Mideast - AFP

Egyptian president says US subject of "unprecedented" hate

Date: Tue Apr 20, 2:19 PM ET

PARIS (AFP) - Egyptian President Hosni Mubarak (news - web sites) said in an interview that the United States had become the target of unprecedented hatred after its invasion of Iraq (news - web sites) and that its interests were not safe anywhere on the planet.

"There exists today a hatred of Americans never equalled in the region," he told the newspaper Le Monde in a reference to the Middle East.

"In the beginning some people thought the Americans were helping them. There was no hatred towards Americans.
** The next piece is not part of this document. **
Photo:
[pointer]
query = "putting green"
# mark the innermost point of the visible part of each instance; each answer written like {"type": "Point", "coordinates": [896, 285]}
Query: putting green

After what happened in Iraq, there is an unprecedented hatred and the Americans know it," said Mubarak, regarded as one of the Middle Eastern leaders relatively sympathetic to the United States.
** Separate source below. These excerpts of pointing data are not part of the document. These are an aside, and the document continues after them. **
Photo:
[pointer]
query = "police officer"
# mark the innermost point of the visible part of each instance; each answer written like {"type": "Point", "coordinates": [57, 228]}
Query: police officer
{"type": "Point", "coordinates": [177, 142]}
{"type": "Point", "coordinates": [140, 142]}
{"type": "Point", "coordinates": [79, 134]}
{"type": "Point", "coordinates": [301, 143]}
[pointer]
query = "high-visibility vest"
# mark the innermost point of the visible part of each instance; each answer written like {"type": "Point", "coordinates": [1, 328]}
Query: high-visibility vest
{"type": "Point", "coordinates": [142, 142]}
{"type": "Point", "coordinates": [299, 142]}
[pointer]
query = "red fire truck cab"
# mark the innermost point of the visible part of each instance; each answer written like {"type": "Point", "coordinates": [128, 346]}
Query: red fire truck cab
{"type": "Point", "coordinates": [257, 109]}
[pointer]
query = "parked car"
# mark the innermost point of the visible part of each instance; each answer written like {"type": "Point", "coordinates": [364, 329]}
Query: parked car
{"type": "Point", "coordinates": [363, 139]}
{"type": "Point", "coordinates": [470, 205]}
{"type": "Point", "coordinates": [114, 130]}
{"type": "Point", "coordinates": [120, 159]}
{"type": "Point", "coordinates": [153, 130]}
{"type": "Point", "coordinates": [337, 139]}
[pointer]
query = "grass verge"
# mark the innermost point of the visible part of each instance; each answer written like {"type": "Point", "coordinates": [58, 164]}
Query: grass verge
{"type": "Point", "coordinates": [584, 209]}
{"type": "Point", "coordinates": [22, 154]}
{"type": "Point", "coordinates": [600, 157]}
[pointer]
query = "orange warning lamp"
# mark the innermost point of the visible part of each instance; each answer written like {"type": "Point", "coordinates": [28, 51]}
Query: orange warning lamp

He said the first cause of terrorism was injustice. "Look at what is happening in Palestine and in Iraq. Where there is pressure and injustice there are terrorism and attacks," he said.

"It is despair that pushes some people to commit attacks against some American interest or other.

"Despair and a feeling of injustice are not going to confine themselves to our region," Mubarak said. "American and Israeli interests are not safe, not only in our region but in other parts of the world, in Europe, in America, anywhere in the world."

Mubarak also accused the United States of having helped create fundamentalist Islamist movements to fight the influence of the former Soviet Union.

"It is dangerous to exploit religion. They used Islam against communism. And today they say Islam is a danger. You should not meddle with the faith and beliefs of people."